The genome of living organisms is subject to a wide variety of damages caused spontaneously or by exposure to environmental agents, which interact with DNA. If unrepaired, DNA damage can result in permanent alterations in nucleotide sequence, thereby generating mutations. The potential phenotypic consequences of mutations in somatic cells include neoplastic transformation. My laboratory is interested in understanding the molecular mechanisms by which cells repair and tolerate DNA damage and thereby mitigate against the phenotypic consequences of mutational alterations.
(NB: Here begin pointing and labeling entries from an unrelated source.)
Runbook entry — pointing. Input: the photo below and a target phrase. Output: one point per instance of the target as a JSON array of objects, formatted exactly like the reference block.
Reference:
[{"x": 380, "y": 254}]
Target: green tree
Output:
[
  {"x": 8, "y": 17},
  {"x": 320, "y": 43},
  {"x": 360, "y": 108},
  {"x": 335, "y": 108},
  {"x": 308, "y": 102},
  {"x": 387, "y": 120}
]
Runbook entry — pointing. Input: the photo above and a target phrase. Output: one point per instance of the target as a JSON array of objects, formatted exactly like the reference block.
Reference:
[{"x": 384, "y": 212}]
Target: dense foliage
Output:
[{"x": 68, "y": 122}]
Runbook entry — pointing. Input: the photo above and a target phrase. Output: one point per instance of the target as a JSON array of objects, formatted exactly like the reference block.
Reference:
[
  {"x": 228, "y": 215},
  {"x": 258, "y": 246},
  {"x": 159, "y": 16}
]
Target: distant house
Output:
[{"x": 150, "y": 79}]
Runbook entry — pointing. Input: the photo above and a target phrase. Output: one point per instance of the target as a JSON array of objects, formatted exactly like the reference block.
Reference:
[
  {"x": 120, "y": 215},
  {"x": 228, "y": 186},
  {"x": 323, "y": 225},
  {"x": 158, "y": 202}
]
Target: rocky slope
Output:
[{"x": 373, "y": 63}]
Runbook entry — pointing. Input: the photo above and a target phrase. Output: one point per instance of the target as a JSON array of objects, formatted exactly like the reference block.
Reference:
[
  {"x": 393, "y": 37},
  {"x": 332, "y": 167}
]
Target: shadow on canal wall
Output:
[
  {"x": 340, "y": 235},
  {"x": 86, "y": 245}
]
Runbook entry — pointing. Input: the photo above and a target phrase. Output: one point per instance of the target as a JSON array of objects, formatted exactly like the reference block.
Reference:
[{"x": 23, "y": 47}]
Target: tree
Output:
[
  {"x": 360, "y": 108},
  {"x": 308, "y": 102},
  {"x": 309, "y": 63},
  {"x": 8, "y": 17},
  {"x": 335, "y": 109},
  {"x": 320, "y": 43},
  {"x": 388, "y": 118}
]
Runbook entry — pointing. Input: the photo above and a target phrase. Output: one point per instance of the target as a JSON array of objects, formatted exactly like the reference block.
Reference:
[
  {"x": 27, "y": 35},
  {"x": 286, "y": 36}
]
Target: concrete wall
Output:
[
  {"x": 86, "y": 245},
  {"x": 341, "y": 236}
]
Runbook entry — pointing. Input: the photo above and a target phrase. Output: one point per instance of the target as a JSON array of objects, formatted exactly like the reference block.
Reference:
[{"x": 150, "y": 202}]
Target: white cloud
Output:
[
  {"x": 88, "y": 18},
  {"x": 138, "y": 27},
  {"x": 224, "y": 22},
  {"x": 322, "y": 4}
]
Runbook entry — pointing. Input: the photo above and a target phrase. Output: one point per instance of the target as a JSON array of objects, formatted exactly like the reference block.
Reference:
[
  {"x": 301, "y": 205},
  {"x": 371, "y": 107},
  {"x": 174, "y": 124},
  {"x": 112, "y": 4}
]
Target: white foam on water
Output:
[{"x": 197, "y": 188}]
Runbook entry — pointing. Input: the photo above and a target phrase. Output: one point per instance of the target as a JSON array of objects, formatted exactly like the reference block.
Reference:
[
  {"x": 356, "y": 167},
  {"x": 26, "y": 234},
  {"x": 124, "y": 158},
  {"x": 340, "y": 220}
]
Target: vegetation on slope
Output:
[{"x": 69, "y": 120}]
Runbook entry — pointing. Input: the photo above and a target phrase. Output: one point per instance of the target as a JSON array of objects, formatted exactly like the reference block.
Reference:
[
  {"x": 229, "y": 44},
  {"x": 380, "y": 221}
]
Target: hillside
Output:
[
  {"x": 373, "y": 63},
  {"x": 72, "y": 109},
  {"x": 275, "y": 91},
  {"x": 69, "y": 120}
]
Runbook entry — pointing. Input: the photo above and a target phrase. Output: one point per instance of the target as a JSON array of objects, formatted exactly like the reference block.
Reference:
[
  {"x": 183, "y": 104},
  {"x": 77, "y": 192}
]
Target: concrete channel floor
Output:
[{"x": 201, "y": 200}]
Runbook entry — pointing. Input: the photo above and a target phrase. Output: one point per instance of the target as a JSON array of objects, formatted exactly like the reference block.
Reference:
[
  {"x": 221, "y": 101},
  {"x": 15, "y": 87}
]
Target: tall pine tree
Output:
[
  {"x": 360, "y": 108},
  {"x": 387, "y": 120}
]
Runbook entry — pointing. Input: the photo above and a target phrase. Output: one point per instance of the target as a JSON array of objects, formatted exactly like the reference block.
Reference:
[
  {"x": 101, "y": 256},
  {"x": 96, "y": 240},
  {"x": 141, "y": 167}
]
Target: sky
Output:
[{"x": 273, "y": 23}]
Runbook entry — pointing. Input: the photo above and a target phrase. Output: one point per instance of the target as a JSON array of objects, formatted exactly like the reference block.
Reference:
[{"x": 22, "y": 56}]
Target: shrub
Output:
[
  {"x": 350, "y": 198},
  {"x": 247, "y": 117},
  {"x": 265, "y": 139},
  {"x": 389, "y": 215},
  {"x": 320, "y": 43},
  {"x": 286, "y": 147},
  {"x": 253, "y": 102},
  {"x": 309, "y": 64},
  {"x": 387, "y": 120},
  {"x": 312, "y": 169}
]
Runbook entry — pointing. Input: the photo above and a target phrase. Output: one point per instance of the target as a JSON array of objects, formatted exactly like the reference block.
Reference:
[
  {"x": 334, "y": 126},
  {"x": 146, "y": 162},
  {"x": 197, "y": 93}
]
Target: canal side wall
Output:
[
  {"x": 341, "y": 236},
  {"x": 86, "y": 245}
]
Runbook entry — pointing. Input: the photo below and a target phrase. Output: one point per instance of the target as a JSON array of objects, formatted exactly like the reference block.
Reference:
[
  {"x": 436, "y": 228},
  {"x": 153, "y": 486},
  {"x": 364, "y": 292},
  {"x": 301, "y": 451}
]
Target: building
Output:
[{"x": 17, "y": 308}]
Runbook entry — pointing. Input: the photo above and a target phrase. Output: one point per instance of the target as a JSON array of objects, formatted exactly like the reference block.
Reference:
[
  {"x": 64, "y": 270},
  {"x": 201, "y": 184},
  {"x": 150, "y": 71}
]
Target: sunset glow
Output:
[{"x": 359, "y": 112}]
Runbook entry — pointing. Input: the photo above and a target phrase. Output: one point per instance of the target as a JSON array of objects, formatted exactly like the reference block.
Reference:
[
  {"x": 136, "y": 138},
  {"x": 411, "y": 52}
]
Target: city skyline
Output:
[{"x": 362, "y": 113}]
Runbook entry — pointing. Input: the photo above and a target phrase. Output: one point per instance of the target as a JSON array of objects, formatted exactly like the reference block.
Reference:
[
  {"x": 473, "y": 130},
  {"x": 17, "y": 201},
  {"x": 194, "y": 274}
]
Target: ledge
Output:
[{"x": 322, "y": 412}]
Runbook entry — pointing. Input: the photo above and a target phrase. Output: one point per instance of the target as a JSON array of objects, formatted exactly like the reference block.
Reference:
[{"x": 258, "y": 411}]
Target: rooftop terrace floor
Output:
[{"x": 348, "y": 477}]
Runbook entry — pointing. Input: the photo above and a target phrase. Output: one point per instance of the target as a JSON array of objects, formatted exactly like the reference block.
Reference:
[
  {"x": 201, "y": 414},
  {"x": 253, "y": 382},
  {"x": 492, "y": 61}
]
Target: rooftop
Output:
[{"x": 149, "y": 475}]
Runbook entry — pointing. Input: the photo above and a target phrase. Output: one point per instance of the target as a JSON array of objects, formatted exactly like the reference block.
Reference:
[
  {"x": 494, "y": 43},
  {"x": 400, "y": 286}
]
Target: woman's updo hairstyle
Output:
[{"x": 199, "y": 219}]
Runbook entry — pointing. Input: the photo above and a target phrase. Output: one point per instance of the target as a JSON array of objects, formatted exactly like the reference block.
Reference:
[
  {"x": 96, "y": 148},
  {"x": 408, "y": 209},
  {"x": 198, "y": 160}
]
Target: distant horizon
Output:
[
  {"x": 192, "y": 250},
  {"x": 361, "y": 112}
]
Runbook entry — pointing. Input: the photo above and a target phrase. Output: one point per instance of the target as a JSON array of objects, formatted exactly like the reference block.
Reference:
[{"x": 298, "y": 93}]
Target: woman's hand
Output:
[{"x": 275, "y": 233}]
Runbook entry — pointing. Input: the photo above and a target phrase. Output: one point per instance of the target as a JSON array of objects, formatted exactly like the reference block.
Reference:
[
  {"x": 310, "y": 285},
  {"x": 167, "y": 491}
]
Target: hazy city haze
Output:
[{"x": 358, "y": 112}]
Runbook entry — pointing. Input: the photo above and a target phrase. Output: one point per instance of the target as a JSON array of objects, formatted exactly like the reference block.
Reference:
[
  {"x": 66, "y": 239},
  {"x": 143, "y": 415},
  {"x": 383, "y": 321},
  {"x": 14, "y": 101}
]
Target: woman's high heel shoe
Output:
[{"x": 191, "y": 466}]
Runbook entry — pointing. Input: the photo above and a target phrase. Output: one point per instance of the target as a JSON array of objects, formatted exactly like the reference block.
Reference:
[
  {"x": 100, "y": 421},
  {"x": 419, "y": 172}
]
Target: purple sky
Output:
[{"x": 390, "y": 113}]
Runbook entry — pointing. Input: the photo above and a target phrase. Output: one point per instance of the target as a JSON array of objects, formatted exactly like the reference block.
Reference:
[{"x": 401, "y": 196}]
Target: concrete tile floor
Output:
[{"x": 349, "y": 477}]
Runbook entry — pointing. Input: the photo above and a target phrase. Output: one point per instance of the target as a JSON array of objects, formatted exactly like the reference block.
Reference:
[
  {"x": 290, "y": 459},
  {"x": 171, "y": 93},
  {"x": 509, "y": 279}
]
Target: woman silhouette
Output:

The hereditary human diseases xeroderma pigmentosum (XP) and Cockayne’s syndrome (CS) are characterized by defective repair of DNA base damage. Each of these diseases is genetically complex. In the case of XP 10 distinct genes have been implicated and two genes have been implicated in CS. XP is characterized clinically by a profound susceptibility to skin cancer associated with sunlight exposure, while CS is characterized by severe post-natal developmental and neurological disorders. We have developed mouse models for XP and CS by targeted gene replacement. The predisposition of these mice to various carcinogens, as well as the molecular pathogenesis of cancer in these mouse models is under active investigation.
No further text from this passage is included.